7th October 2016 – £21.50 per adult

Joined by Shelagh Deeney, Conal Deeney, and Florence Leat

Someone told me it’s all happening at the zoo. Well believe it, little Florence. It’s daddy’s time to shine. Taking one’s kid to the zoo is a rite of passage up there with teaching them to ride a bike, nursing a broken heart, and catching them smoking. I wasn’t messing around here: her first zoo proper will be the London one, the mothership of animal prisons.

Find me one other listed Penguin Pool. I dare you.

Find me one other grade II listed penguin pool. I dare you.

My memories of it were haunted by experience. Long queues, screaming kids, pokey cages, expensive ice cream. And yet, there was still a longing, a paternal instinct, for my daughter’s first memory to be an example of what humans do to their fellow beasts.

I’ve been in the heat of summer, when the din of bawling children has made me want to go the same way as Harambe, but in the cool, school-time autumn, it was very pleasant indeed.

I'm on the right

I’m on the right

My method for experiencing zoos is to start with the lower value animals (birds, butterflies, tapir), then work through the middling ones (giraffes, camels, reptiles), up to the shining lights (tigers, monkeys, shop). Though surprisingly, experiencing the butterfly tunnel with my twenty month old daughter was magical. The beauty of the creatures complimented with the far-out background music was a perfect moment of parenthood for which I can only thank London Zoo. See, no sarcastic comment. Sometimes I can be very charming.

It was this guy.

It was this guy.

There’s an evident attempt at getting us as close to the animals  as possible without disturbing them. They’re also blessed with a good cast of critters. The monkeys far outweigh the tapirs. The squirrel monkey “enclosure” has the little bleeders running amok all around you. One sat on my shoe and another walked along a rope above our heads and grabbed an old lady’s hair. I near shat with laughter.

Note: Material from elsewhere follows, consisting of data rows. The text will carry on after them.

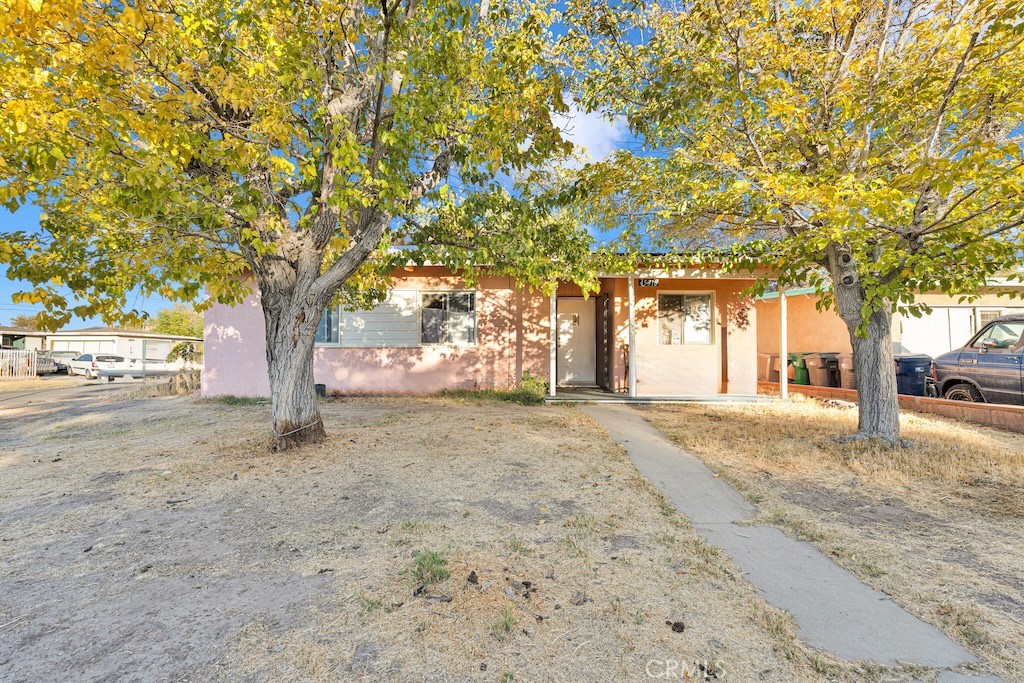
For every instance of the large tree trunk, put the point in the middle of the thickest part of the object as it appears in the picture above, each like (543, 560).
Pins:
(291, 330)
(878, 399)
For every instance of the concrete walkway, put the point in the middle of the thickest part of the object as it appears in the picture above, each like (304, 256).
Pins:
(834, 610)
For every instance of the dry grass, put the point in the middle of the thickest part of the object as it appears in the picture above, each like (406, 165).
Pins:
(32, 383)
(938, 526)
(157, 539)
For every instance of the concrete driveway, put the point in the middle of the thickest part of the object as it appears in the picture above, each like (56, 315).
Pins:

An ant is strong enough to lift a Jeep over it's head, I think it said.

An ant is strong enough to lift a Jeep over it’s head, I think it said.

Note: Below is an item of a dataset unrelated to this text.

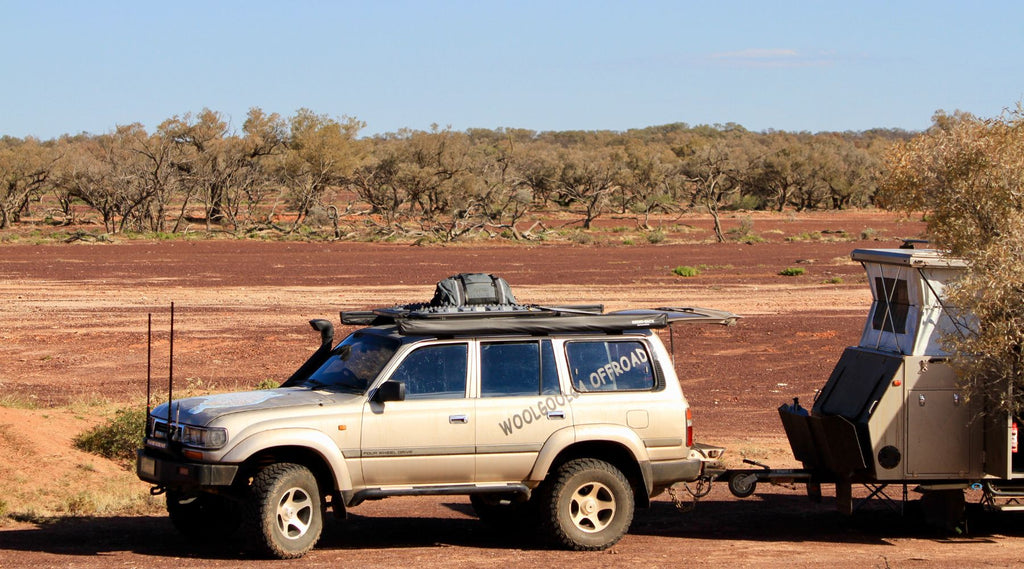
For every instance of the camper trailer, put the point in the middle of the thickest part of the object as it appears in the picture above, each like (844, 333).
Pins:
(892, 411)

Every time I thought something along the lines of, “hmm, the bugs section. I’m not that bothered.” I was profoundly mistaken. It’s the simplicity of having a rope leading from a tank to another tank with ants crawling all over it that’s a testament to the imagination of ZSL, or a usually boring bit of pond life brought to life with a magnifying glass on rails. There’s a weird bit with comedian Stewart Lee doing a comedy skit as a talking spider that I didn’t really get. The knockabout kids TV tone wasn’t a good fit for his caustic style.

King of the beasts

King of the beasts

The new lion enclosure presented an ersatz Indian village replete with monkeys and them little one person car tuk tuk things. The animals were pretty inactive, but who cares? It’s not a Disney film. Things get a little more depressing when you see the lions themselves, pacing the grass bare whilst yearning for a sprawling kingdom. I know, they’d probably be dead if left in the wild, but its emblematic of a wider problem.

What's that? A link from the National Geographic? No way, man. Taken with these mortal hands.

What’s that? A photo from the National Geographic? No way, baby. Taken with these mortal hands.

Naked mole rats are gross and fantastic, but their presentation was noticeably threadbare. In fact, there were a few parts that were looking a touch weather beaten, but London Zoo has made its intentions clear with renovation and I’m sure it’ll be a matter of time before a lick of paint’s applied, i.e. the reptile house could do with an entire rethink, i.e. stamping all the snakes to death.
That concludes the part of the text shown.